In the year 1865 Colonel Stanburne was still at the head of his regiment of militia, and during the annual trainings the Wenderholme coach has never ceased to run. Wenderholme had become quite a famous place, and tourists knowing in architecture came to see it from distant counties. It is a perfect type now of a great Elizabethan mansion: the exterior, especially the central mass over the porch, is enriched with elaborate sculpture; there are great mullioned windows everywhere, and plenty of those rich mouldings and copings which diversify the fronts of great houses of that age, and crown their lofty walls. There are globes and pinnacles on the completed gables, and at the intersections of the roofing rise fantastic vanes of iron-work, gilded, and glittering in the sunshine against the blue of the summer sky.

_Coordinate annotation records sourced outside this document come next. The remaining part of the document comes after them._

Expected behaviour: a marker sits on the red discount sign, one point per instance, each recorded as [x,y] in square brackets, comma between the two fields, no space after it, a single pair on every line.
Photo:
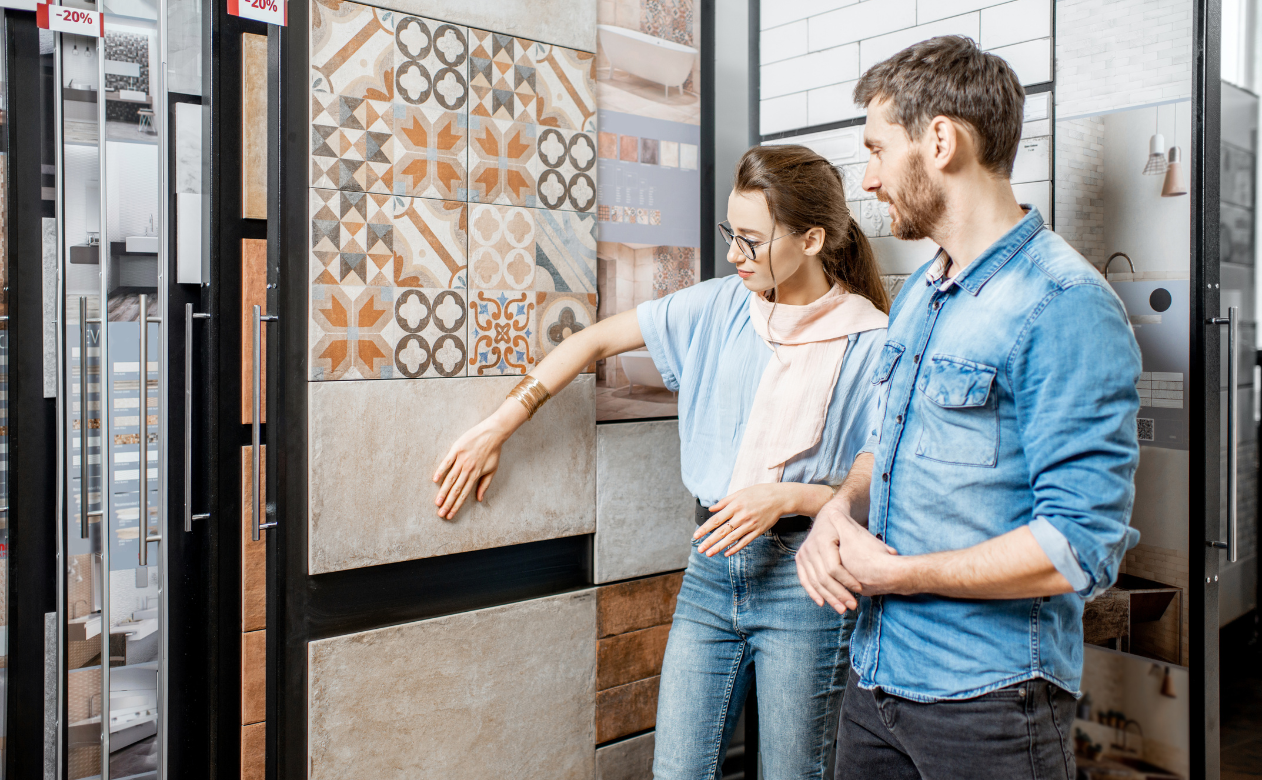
[273,11]
[62,19]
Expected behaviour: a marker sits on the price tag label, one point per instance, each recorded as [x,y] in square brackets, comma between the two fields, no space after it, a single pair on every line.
[273,11]
[62,19]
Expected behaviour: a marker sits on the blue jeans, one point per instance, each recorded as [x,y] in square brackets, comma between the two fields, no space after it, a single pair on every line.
[736,615]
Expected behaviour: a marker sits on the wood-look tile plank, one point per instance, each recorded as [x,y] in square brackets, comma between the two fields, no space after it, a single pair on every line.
[254,554]
[254,677]
[254,751]
[631,606]
[254,290]
[632,656]
[626,709]
[254,126]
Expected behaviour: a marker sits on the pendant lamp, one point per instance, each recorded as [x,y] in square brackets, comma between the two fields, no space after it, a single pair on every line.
[1156,164]
[1175,183]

The interior has but one defect—it seems to require, in its inhabitants, the costume of Sir Walter Raleigh and the great ladies of his time. It has become like a poem or a dream, and one would hardly be surprised to find Edmund Spenser there reading the "Faëry Queene" to the noble Surrey, or imagining, in the solitude of one of its magnificent rooms, some canto still to be written.
Let us pause here, and look at the place simply as in a picture, or series of pictures, before the current of events hurries us on till we have no time left to enjoy beautiful things, nor mental tranquillity enough to feel in tune with this perfect peace.
It is noon in summer. Under every oak in the great avenues lies a dark patch of shadow, and on the rich expanse of the open park the sunshine glows and darkens as the thin white clouds sail slowly in the blue aerial ocean. How rich and stately is the rounded foliage—how perfect the fulness of the protected trees! In the midst of them stands the house of Wenderholme, surrounded by soft margins of green lawn and wide borders of gleaming flowers.
It is pleasant this hot day to enter the great cool hall, to walk on its pavement of marble (white marble and black, in lozenges), and rest the eye in the subdued light which reigns there, even at noon.